The so-called iLab opened today with a ribbon-cutting ceremony and remarks by Harvard University President Drew Faust, Boston Mayor Thomas M. Menino, and Business School Dean Nitin Nohria.
The 30,000 square foot Innovation Lab is designed to foster team-based and entrepreneurial activities and to deepen interactions among students, faculty, entrepreneurs, and the Boston community. Joseph B. Lassiter, who graduated from HBS with his MBA in 1954 and is a professor of management practice, has been named faculty chair of the lab.
Located on the first floor of Batten Hall at 125 Western Ave. on Harvard’s Allston campus, adjacent to the business school campus, the i-lab reactivates the building that once housed WGBH-TV’s studios. The lab includes academic space such as classrooms and meeting areas designed to serve both undergraduate and graduate students. It also provides public areas and meeting rooms designed to foster project work, as well as business development resources for companies, nonprofits, entrepreneurs, and other individuals in the Allston-Brighton neighborhood and Boston area.
“The i-lab is an exciting new platform that visibly demonstrates a University-wide commitment to entrepreneurship and innovation,” said Dean Nohria in a statement. “Its very existence encourages members of the community to think differently about what is possible. I believe the University and the community will be enhanced by the ideas that are developed inside.”
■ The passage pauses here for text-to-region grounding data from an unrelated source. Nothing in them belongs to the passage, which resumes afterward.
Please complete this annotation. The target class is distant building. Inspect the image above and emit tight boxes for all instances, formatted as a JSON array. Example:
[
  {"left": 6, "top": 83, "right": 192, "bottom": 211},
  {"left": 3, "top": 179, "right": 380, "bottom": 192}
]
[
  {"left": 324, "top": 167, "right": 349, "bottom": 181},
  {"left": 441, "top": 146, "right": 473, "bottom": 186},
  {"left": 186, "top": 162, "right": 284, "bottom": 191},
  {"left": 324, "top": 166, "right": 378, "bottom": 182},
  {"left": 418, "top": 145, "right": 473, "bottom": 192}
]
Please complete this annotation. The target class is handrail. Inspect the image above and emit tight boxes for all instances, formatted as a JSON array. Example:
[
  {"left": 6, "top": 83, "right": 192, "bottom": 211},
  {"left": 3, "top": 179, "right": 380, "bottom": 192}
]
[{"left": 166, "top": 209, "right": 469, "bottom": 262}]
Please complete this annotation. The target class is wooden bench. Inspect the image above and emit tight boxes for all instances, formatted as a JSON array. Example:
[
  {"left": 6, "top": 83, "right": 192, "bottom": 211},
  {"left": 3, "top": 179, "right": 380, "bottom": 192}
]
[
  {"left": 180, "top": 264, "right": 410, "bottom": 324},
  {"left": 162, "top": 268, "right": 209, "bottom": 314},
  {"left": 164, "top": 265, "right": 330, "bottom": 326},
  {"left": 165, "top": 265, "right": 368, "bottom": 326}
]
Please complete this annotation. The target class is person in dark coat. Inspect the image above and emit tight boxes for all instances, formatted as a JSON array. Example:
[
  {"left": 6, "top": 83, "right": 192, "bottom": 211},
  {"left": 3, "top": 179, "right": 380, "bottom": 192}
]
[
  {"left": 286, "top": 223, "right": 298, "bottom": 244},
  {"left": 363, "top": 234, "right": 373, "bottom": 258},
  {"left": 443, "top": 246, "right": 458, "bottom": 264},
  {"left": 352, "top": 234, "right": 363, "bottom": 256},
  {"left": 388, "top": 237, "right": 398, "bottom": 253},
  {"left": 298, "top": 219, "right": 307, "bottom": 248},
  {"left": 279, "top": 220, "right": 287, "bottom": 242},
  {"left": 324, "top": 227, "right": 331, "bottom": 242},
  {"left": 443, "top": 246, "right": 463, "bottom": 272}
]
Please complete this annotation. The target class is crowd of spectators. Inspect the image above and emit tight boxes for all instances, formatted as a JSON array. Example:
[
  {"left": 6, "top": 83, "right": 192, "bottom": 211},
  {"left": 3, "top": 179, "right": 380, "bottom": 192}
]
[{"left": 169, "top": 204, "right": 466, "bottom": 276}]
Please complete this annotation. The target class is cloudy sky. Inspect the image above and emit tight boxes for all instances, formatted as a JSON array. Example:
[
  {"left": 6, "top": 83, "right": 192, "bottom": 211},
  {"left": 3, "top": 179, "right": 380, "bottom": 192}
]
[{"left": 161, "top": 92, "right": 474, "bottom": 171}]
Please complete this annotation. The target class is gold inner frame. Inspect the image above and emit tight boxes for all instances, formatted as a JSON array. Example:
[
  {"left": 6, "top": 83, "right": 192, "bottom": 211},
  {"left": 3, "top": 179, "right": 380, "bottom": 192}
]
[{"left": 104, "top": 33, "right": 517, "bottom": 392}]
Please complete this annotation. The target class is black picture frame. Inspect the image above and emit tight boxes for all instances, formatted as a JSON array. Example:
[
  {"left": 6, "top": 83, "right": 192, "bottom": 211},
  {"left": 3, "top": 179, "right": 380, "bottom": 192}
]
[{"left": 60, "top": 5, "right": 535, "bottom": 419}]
Organizations including SCORE, the Small Business Administration, the Center for Women & Enterprise, and the Massachusetts Small Business Development Center Network have committed to one-on-one coaching and business advising, workshops, and training sessions in the lab. The i-lab will also host lectures, panel discussions, and presentations that will be open to the public, as well as networking events for student teams, local businesses, and nonprofits.
“Creating a better-connected and more collaborative Harvard is one of my highest goals for the University,” said Faust in a statement. “The i-lab is a place where we can begin to realize that goal. Here, aspiring and established innovators, mentors, and networkers from across our campus will gather under a single roof and use knowledge to create a future that none of us can imagine.”
The i-lab has already hosted several activities this fall, including last week’s Startup Weekend Scramble, an intense, 54-hour event for more than 100 student innovators and entrepreneurs from across Harvard. The event paired diverse teams of undergraduate and graduate students with mentors from Boston’s startup community to work on new ventures over a weekend.